I notice in our garden these days some little plants and flowers I don’t know. There they are springing up unannounced and unnoticed. I don’t know their names or what they’re good for, but they bring their own beauty and completeness to our garden.

St. Francis de Sales used this same analogy to describe the various ways of holiness. So let’s notice and let’s learn from the humble flowers and plants in our garden. Not crabgrass, though. I don’t think it’s humble.

Faith, a Ticket to Success? Jeremiah 26:1-9

You can’t listen to the story of the Prophet Jeremiah, our first reading these days,  without thinking about the passion of Jesus.  In fact, readings from the Book of Jeremiah are common readings for Holy Week. We see Jesus in Jeremiah.

God tells Jeremiah to “hold nothing back,” but speak the truth to those in power and the false prophets of the day, no matter how unpopular it is.  Jesus did the same.

Like Jeremiah, Jesus was innocent, but was framed by the powerful as guilty. They questioned his authority, but he would not deny his mission.

Only a few voices seem to stand up for Jeremiah and only a few stood up for Jesus. Neither had many faithful followers at their time of trial. Yet both were carried along by God’s power and their names vindicated.

Jeremiah, like Jesus and  John the Baptist who suffered a lonely death at the hands of Herod Antipas belonged to a brave company.

Some would have us see our faith as a ticket to success, an inoculation against failure or suffering.  Believe and nothing bad will happen to you. Yet, as you look at Jesus, the prophets and the saints, you see a more realistic profile of faith. We’re promised victory, yes, but only by accepting the mystery of the cross.

Keep an eye on Jeremiah and John. Keep an eye on the passion of Jesus. Follow them.

Don’t Look Down on Yourself?

July 30th is the feast of St. Peter Chrysologus, a bishop of Ravenna in Italy, who died around 450 AD. The prayer for his feast describes him as “an outstanding preacher of your Incarnate Word.”  You can see why in this excerpt from one of his sermons:

“Why do you look down on yourself who are so precious to God? Why think so little of yourself when you are so honored by him? Why do you ask how you were created, and don’t want to know why you were made?

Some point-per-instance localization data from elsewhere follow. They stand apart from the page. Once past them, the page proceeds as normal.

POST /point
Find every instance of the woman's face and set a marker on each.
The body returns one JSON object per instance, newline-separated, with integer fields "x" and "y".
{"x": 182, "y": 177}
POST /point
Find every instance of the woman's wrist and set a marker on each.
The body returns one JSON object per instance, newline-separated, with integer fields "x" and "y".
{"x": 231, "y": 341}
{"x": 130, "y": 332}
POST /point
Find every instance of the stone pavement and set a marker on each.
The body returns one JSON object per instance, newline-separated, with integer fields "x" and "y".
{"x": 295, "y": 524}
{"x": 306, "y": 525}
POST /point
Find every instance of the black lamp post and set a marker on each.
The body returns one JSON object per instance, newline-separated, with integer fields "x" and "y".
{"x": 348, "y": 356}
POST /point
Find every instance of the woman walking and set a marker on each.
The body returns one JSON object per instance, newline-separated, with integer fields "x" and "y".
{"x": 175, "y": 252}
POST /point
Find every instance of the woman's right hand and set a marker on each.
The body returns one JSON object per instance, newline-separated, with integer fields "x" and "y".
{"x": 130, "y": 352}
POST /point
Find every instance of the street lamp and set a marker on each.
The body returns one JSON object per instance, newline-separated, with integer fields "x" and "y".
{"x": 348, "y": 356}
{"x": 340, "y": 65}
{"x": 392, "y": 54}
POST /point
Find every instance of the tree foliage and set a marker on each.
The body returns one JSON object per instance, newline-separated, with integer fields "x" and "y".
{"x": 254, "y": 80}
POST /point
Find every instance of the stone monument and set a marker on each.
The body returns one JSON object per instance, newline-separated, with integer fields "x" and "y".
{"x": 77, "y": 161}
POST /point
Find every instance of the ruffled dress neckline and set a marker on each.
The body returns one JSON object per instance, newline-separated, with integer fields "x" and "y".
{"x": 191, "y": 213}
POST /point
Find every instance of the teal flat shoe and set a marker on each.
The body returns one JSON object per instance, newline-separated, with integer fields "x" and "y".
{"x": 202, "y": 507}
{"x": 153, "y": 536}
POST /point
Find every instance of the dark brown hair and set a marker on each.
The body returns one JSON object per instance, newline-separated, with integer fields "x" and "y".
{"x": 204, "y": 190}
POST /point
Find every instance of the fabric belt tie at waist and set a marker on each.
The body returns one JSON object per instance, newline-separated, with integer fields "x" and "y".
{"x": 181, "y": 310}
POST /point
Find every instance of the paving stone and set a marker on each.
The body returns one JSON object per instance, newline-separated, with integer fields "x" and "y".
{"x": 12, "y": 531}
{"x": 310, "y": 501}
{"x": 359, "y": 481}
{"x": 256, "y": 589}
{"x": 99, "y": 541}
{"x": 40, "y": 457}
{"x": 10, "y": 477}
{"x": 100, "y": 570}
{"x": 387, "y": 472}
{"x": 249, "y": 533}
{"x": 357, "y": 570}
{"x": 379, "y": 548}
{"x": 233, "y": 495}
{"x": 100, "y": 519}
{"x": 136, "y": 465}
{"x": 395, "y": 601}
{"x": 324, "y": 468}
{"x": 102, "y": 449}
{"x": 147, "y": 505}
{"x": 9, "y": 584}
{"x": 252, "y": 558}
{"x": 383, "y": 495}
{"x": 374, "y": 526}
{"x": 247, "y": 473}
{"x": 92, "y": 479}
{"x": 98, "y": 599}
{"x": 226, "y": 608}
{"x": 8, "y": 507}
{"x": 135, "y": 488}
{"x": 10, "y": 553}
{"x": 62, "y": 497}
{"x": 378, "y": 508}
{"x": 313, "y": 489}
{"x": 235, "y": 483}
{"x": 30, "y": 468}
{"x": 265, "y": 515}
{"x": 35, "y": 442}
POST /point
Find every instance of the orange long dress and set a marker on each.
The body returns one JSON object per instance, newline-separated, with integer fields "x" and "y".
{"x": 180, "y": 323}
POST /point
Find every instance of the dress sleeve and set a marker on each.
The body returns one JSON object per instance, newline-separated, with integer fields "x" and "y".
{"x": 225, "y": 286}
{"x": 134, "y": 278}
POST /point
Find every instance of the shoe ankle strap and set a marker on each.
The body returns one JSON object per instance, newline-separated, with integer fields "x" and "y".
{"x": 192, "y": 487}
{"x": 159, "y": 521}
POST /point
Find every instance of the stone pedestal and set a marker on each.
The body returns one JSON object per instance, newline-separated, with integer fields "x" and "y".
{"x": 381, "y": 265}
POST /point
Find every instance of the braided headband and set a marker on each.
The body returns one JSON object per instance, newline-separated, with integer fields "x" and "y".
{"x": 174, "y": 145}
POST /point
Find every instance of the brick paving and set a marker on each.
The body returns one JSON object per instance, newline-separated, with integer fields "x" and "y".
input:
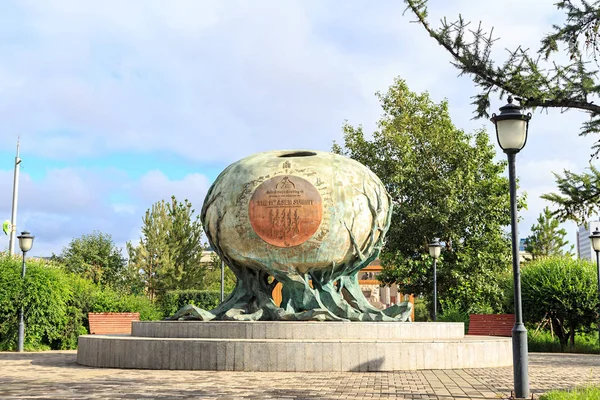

“This entire visible universe is yours to dwell in.  It was for you that the light dispelled the overshadowing gloom; for you the night was regulated and the day was measured: for you the heavens were brightened with the brilliance of the sun, the moon and the stars. The earth was adorned with flowers, trees and fruit; lovely living things were created in the air, the fields, and the seas for you, lest you lose the joy of God’s creation in sad loneliness.

“And the Creator is still devising things that can add to your glory. He has made you in his image that you might make the invisible Creator present on earth; he has made you his legate, so that the vast empire of the world might have the Lord’s representative.

“Then in his mercy God assumed what he made in you; he wanted now to be truly manifest in men and women, to be revealed in them as in an image. Now he would be in reality what he was in symbol.”